Cricket

Using R to calculate better cricket statistics… or, how to revolutionise the way we slag off Ian Bell.

Have you ever been bothered by the idea of career batting averages, how it doesn’t reflect a player’s form, and how it’s unfair to compare averages of cricketers who’ve played over a hundred tests to cricketers who’ve played maybe thirty since one bad innings will damage the experienced cricketer’s average way less than the relative newcomer?

Well, you’re not alone. I’ve always thought that cricinfo should report a ten-innings rolling average. Occasionally you get a stat like “Cook is averaging 60 or so in the last few matches” or whatever, but there’s no functionality on cricinfo or statsguru to be able to look that up.

Enter R. R is a free open-source statistical programme that I normally use for my ERP research, but it’s also the next best thing after Andy Zaltzman for settling arguments about cricket statistics.

I’ve written some R code which can take any cricketer on cricinfo and spit out a ten-innings rolling average to show fluctuations in form. Plotting it with ggplot2 can show a player’s peaks and troughs as compared to their career average, and can hopefully be used as a much more objective way of saying whether or not somebody’s playing badly.

Alastair Cook has been a lightning rod for criticism in the last couple of years. He scored heavily in his first few matches as England captain, and for a little while it seemed as though captaincy would improve his batting, but then he went into a long slump. He recently broke his century drought, and people are divided over whether he’s finally hitting form again or whether this is a dead cat bounce on an inevitable decline. Some people take his last five Tests and say he’s back; others take his last year or two in Tests and say he’s lost it. What is missing from all the misspelled derision in the comments under any article about Cook is a ten-innings rolling average and how it changes over time.

Cook

Alastair Cook: rolling and cumulative averages

This graph shows Cook’s peaks and troughs in form quite nicely. The big one in the middle where he averaged about 120 over ten innings is a combination of his mammoth 2010-11 Ashes series and the home series against Sri Lanka where he scored three centuries in four innings. His recent slump can be seen in the extended low from his 160th innings and onwards, where his rolling average went down to below 20. Now, though, it’s clear that not only has he regained some form, he’s actually on one of the better runs of his career.

Similarly, it seems like commentators and online commenters alike feel like Gary Ballance should be dropped because he’s on a terrible run of form. Certainly, he’s had a few disappointing innings against the West Indies and New Zealand lately, but is his form that bad?

Gary Ballance: rolling and cumulative averages

Gary Ballance: rolling and cumulative averages

…no, no it isn’t.

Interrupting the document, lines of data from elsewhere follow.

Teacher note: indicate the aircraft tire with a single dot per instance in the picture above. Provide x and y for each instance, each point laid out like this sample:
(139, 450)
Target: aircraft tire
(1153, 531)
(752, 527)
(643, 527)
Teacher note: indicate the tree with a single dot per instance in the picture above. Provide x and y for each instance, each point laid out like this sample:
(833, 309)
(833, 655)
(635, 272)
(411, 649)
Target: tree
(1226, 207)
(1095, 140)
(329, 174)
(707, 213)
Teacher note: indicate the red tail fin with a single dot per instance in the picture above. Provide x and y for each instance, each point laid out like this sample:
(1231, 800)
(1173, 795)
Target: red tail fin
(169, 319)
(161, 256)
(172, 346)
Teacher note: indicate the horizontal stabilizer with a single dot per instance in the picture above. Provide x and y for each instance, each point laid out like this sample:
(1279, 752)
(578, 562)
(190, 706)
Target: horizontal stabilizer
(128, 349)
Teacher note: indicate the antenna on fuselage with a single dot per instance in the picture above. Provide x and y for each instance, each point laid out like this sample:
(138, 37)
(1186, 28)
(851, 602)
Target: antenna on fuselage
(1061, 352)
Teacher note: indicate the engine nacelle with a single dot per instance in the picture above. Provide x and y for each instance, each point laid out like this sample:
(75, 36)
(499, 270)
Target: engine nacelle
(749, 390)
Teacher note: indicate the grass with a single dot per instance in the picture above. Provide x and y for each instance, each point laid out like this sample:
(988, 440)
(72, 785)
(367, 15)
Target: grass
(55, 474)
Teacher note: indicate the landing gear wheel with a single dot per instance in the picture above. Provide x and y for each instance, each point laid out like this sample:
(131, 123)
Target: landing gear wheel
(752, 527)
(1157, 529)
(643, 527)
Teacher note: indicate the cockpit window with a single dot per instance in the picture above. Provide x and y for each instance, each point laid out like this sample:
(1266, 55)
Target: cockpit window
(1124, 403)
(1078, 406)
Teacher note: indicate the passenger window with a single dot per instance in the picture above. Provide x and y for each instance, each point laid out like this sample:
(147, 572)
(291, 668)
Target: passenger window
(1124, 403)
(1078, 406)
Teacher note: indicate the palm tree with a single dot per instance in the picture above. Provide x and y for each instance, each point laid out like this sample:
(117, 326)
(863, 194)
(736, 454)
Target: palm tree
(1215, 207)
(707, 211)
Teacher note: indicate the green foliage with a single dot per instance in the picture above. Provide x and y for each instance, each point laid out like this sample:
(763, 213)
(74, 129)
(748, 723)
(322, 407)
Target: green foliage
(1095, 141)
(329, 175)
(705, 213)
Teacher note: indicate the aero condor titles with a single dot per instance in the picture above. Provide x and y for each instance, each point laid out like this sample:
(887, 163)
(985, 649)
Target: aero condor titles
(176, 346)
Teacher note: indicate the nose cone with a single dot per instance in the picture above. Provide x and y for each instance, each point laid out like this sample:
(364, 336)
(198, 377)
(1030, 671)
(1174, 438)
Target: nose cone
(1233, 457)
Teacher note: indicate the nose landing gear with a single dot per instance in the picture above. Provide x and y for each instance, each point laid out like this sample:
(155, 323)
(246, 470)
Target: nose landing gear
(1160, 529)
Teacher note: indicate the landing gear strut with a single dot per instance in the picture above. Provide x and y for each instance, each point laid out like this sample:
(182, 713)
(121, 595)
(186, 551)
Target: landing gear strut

He’s still averaging 40 in his last ten innings.

If anything, it’s Ian Bell who should be dropped because of bad form:

Bell

Bell’s average has had a few serious drops recently, going down to 20 after a poor Ashes series in Australia (along with pretty much every other England player too), rebounding a bit after a healthy home series against India, and then plummeting back down to 20 after two bad series against West Indies and New Zealand. Unlike Cook, however, Bell never seems to stay in a rut of bad form for very long… but that never stops his detractors from claiming he hasn’t been good since 2011.

The missing bit in the cumulative average line, by the way, is from where Bell averaged a triple Bradman-esque 297 after his first three innings against West Indies and Bangladesh, which were 70, 65*, and 162*.

The forthcoming Ashes series also raises the interesting comparison of Joe Root and Steven Smith, two hugely promising young batsmen both at their first real career high points. Smith in particular is seen as having had an excellent run of form recently and has just become the #1 ranked Test batsman. Most cricket fans online seem to think that there’s no contest between Smith and Root, with Smith being by far and away the better batsman…

Root and Smith

…but it appears that there’s not actually much to choose between them. If anything, Root has had the highest peak out of the two of them, averaging 120 over ten innings against India last summer and the West Indies more recently (this is in fact comparable to Alastair Cook’s peak against Australia in 2010-11, but has attracted far less attention). He’s dropped a little since, but is still averaging a more than acceptable 85. Smith’s current rolling average of 105 is also very impressive, and it’ll be fascinating to see how he gets on in this series.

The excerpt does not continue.